CCK production is almost always compromised in untreated celiac disease. The
researchers in question must have ruled out celiac disease, since they
conducted microscopic examinations of the intestinal biopsies taken, but
without the original report in the NEJM, we can't tell what criteria they
used to rule it out..... sometimes methods can lag well behind current
knowledge and pathologists examining biopsy tissues need to be well versed
in the histology (microscopic study of tissues) of celiac disease before
they can accurately read these biopsies. It is common, especially among
those who are not well versed in this area, to erroneously rule out celiac
disease simply due to the absence of villous atrophy. However, current
research reveals that is an inappropriate approach.

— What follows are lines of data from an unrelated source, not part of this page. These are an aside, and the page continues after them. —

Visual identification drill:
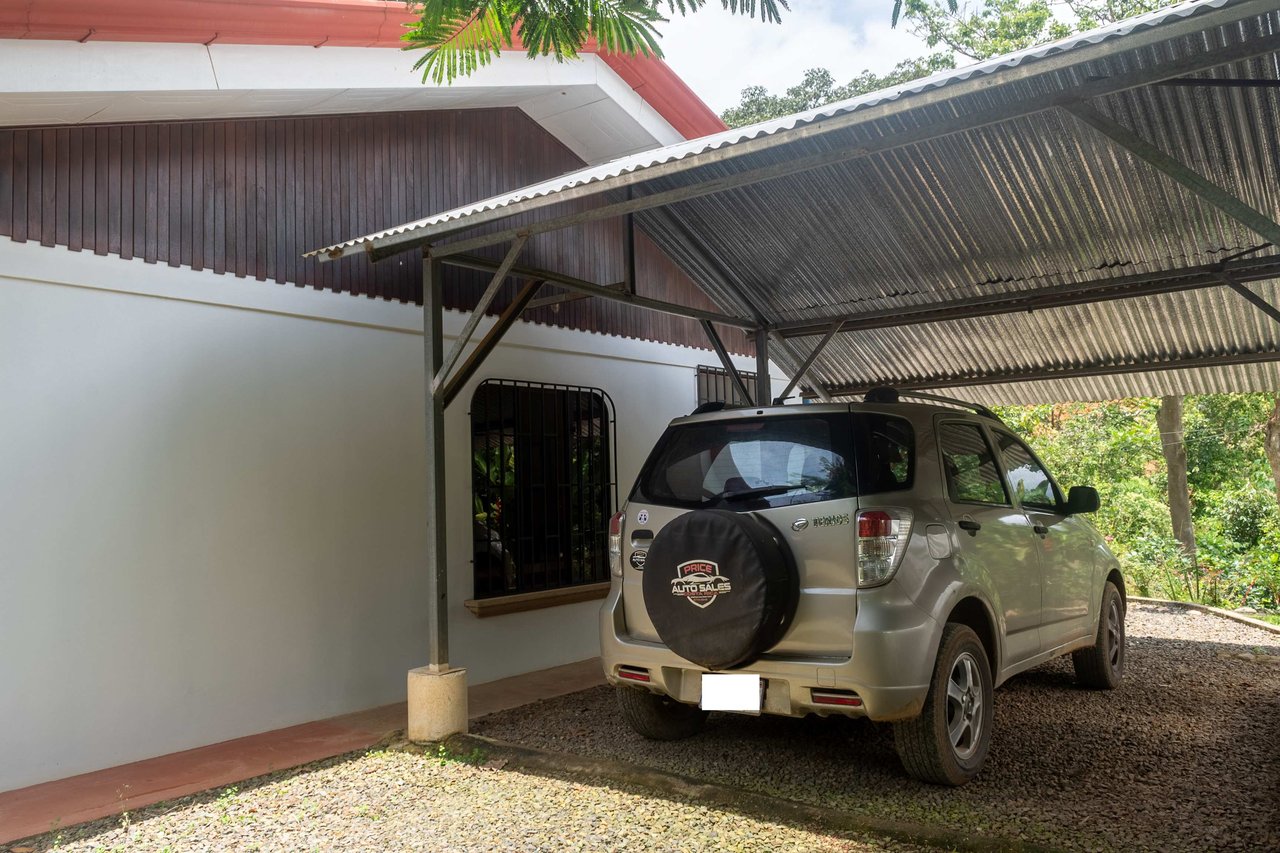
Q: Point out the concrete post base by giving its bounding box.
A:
[407,666,467,743]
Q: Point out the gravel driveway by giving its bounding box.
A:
[474,603,1280,850]
[0,596,1280,853]
[12,747,920,853]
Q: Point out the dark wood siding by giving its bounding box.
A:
[0,109,750,352]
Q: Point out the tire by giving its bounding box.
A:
[641,510,800,671]
[1071,580,1125,690]
[893,622,995,786]
[614,686,707,740]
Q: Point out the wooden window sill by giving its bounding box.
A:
[462,580,609,619]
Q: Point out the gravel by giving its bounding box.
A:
[0,603,1280,853]
[474,603,1280,850]
[0,745,920,853]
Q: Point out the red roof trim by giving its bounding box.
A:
[0,0,724,138]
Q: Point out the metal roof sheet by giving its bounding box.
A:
[307,0,1280,402]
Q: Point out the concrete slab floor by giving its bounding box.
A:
[0,657,604,844]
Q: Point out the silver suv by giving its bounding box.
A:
[600,389,1125,785]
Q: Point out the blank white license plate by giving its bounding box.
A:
[703,672,763,713]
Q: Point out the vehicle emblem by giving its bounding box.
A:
[671,560,733,608]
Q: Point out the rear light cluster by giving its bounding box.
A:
[611,512,627,578]
[858,507,911,587]
[809,688,863,708]
[618,666,652,684]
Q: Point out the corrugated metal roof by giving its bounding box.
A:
[307,0,1280,402]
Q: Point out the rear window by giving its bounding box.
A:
[631,414,914,510]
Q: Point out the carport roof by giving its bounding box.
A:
[315,0,1280,402]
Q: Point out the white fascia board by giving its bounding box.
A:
[0,40,682,157]
[520,55,685,165]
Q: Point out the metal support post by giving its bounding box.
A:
[703,320,755,406]
[755,329,773,406]
[1219,273,1280,323]
[422,250,449,671]
[431,234,529,392]
[440,282,543,409]
[623,186,636,295]
[778,320,842,402]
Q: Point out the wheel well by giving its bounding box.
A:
[947,598,1000,678]
[1107,569,1129,610]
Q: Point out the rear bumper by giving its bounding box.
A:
[600,583,941,720]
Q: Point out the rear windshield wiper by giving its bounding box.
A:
[710,485,801,501]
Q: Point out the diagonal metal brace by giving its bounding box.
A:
[701,320,755,406]
[778,320,844,400]
[1062,101,1280,246]
[1217,273,1280,323]
[431,234,529,394]
[439,272,545,406]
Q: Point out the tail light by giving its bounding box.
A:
[611,512,627,578]
[858,507,911,587]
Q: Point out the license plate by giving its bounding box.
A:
[701,672,764,713]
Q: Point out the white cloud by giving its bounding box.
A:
[662,0,929,113]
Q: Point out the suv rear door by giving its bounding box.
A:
[938,418,1043,678]
[992,428,1094,640]
[622,406,858,660]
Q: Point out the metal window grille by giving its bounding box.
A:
[471,379,617,598]
[698,364,755,406]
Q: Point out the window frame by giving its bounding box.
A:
[989,424,1066,515]
[936,415,1016,508]
[466,377,620,601]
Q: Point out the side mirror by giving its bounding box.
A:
[1062,485,1102,515]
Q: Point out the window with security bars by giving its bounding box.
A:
[698,364,755,406]
[471,379,617,598]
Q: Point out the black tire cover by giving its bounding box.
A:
[644,510,800,670]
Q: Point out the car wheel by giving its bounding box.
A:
[1071,580,1125,690]
[614,686,707,740]
[893,622,995,785]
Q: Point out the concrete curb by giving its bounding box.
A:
[1129,596,1280,634]
[444,734,1056,853]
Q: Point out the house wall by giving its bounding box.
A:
[0,238,781,790]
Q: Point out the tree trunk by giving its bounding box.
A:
[1263,394,1280,501]
[1156,397,1196,580]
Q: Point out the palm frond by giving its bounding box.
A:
[401,0,518,83]
[721,0,791,23]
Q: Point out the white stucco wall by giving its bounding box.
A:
[0,238,781,790]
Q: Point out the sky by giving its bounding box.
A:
[662,0,931,113]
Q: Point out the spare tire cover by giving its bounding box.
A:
[644,510,799,670]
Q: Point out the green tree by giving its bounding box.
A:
[403,0,790,83]
[893,0,1175,59]
[721,0,1172,127]
[721,54,955,127]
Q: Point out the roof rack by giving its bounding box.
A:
[863,388,1005,424]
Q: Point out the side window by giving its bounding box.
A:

Gluten can produce a
wide range of  injuries to a wide range of human tissues, both directly, and
through activation of an autoimmune dynamic. There is also some evidence to
suggest that other food proteins, especially milk may also induce damage at
the cellular level.

Perhaps this patient, and many more of the 20% mentioned, would benefit from
dietary exclusion of gluten. Certainly antibody testing for immune reactions
to a variety of dietary proteins would be an excellent starting place.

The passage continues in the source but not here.